PoseBusters limit: protein-ligand vdW overlap < 7.5% of ligand vdW volume. Computed via:

```python
def vdw_overlap_fraction(ligand_pdb, protein_pdb):
    from rdkit import Chem
    from rdkit.Chem import AllChem
    # Use RDKit AllChem.UFFGetMoleculeForceField for vdW radii
    # Compute pairwise distances, sum overlap volume
    # (full implementation in PoseBusters; this is a sketch)
    return overlap_fraction
```

In practice, PoseBusters' `bust(...)` does this automatically.

## Aromatic Ring Planarity

```python
import numpy as np

def aromatic_planarity(mol):
    deviations = []
    for ring in mol.GetRingInfo().AtomRings():
        ring_atoms = [mol.GetAtomWithIdx(i) for i in ring]
        if not all(a.GetIsAromatic() for a in ring_atoms):
            continue
        coords = np.array([mol.GetConformer().GetAtomPosition(i)
                          for i in ring])
        centroid = coords.mean(axis=0)
        centered = coords - centroid
        _, s, vh = np.linalg.svd(centered)
        normal = vh[-1]
        deviation = np.abs(centered @ normal).max()
        deviations.append(deviation)
    return max(deviations) if deviations else 0
```

Aromatic ring deviation > 0.25 Å is implausible; flag.

## Per-Tool Failure Modes

### DiffDock-L -- chirality inversion

**Trigger:** Default DiffDock-L on chiral ligand.

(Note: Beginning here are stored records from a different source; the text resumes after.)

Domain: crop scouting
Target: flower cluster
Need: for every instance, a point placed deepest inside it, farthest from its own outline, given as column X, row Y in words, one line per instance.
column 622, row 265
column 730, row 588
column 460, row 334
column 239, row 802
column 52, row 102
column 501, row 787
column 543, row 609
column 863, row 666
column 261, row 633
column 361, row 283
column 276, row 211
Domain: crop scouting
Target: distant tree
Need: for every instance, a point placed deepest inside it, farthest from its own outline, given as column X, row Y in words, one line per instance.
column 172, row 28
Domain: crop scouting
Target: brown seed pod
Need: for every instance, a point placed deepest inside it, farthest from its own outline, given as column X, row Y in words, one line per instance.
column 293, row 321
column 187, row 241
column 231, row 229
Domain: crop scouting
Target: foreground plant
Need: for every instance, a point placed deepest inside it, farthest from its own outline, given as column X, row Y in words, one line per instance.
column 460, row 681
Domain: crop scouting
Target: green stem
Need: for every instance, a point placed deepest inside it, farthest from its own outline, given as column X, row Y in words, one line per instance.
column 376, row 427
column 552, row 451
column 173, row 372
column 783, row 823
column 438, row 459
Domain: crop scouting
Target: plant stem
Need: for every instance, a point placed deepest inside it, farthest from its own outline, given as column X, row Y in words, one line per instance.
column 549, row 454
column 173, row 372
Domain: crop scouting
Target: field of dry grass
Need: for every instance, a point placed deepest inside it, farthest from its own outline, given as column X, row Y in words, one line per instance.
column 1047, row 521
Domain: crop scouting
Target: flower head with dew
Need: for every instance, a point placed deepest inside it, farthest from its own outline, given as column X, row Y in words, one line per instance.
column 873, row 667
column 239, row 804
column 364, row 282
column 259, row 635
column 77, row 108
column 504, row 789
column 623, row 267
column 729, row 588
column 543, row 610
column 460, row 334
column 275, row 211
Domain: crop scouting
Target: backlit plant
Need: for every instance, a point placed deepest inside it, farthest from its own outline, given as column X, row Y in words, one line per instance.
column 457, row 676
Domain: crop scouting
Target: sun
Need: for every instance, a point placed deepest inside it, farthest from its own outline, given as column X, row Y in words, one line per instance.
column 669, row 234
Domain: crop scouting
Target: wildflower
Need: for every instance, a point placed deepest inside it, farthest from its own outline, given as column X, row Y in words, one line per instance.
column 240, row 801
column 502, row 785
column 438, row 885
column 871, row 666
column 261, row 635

**Mechanism:** Diffusion sampling can invert stereocenters; not constrained by training.

**Symptom:** PoseBusters chirality check fails; SMILES from pose != input SMILES.

**Fix:** Filter to PB-valid; rerun with constrained stereo if supported.

### EquiBind -- planar aromatic violation

**Trigger:** EquiBind single-shot pose prediction.

**Mechanism:** Equivariant NN does not preserve ring planarity.

**Symptom:** Aromatic rings buckled.

**Fix:** Post-relax with UFF/MMFF94 minimization before downstream use.

### TANKBind -- vdW clash

**Trigger:** TANKBind pose in tight pocket.

**Mechanism:** Distance prediction not constrained to vdW radii.

**Symptom:** PoseBusters vdW overlap fails.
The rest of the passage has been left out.